Brooks doesn’t pivot from this into any real policy specifics. But the upshot of the commuting point is very clear—we should charge people a fee to drive on crowded roads at peak hours. If you look at it in strict dollars and cents terms, the policy looks great. A relatively small fee can eliminate large economic losses due to congestion, and then the fee can finance useful public services or reductions in other taxes. But when you add in the fact that commuting time makes people miserable, you can see that the social gains from congestion pricing in our most-trafficked metro areas would be extremely large.
If there’s anything people hate more than being stuck in traffic it’s being stuck in traffic while paying higher taxes for the privilege. (Having been stuck in traffic jams on expensive toll roads, I can offer anecdotal support for something that’s intuitively true.)
Now, obviously, the point of congestion pricing is to cajole people to shift their driving habits and ease said congestion. But the reality is that most people don’t have the flexibility to do much about their commuting time.
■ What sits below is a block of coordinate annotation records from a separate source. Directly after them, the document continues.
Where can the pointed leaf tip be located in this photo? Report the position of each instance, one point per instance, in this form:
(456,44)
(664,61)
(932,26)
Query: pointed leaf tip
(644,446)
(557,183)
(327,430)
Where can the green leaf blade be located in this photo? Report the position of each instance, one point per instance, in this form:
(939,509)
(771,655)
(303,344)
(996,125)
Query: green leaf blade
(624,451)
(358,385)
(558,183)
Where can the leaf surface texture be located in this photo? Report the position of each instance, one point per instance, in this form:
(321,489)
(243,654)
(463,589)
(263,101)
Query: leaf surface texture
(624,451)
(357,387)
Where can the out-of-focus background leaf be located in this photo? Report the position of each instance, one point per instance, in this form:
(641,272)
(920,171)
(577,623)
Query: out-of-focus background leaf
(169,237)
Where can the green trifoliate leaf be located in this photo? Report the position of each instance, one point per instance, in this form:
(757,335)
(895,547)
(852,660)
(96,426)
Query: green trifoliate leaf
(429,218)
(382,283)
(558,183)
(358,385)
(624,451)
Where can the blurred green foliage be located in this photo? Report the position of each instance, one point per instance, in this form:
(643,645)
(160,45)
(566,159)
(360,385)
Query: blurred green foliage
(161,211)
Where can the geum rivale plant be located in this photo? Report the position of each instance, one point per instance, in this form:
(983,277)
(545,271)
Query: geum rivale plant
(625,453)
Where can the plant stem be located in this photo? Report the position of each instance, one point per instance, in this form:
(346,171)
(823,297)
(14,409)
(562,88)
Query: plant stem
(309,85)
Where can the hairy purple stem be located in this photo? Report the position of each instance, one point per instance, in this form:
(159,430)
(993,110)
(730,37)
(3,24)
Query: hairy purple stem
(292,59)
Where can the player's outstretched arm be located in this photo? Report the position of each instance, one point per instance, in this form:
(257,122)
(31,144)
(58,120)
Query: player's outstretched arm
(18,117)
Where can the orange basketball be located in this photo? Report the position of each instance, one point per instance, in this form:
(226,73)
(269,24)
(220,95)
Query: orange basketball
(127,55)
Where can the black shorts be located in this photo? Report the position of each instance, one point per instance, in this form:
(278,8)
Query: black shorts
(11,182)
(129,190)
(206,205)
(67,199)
If you’re poor enough that, say, a $5 tax will dissuade you from driving during the rush hour, then you’re likely just going to wind up staying at the office later. Without additional compensation, most likely. And, no, you can’t go out an have a beer or something because it would cost you decidedly more than $5.
Ah, you say, you could take public transportation! But, presumably, people who can’t afford a congestion pricing tax would already be doing that, since it’s almost certainly far cheaper than driving and parking.
Well, how about flex scheduling? Some of us have the luxury. Most people don’t. Especially low wage workers in the service industry, who can’t exactly telecommute.
UPDATE: To be clear, I don’t have strong views one way or the other on the overall merits of congestion pricing. My gut instinct is that all such schemes basically stick it to people who can’t afford to pay for convenience rather than addressing larger communal problems but that’s sometimes inevitable. I just object to the idea that the way to make something less miserable is to slap a tax on it.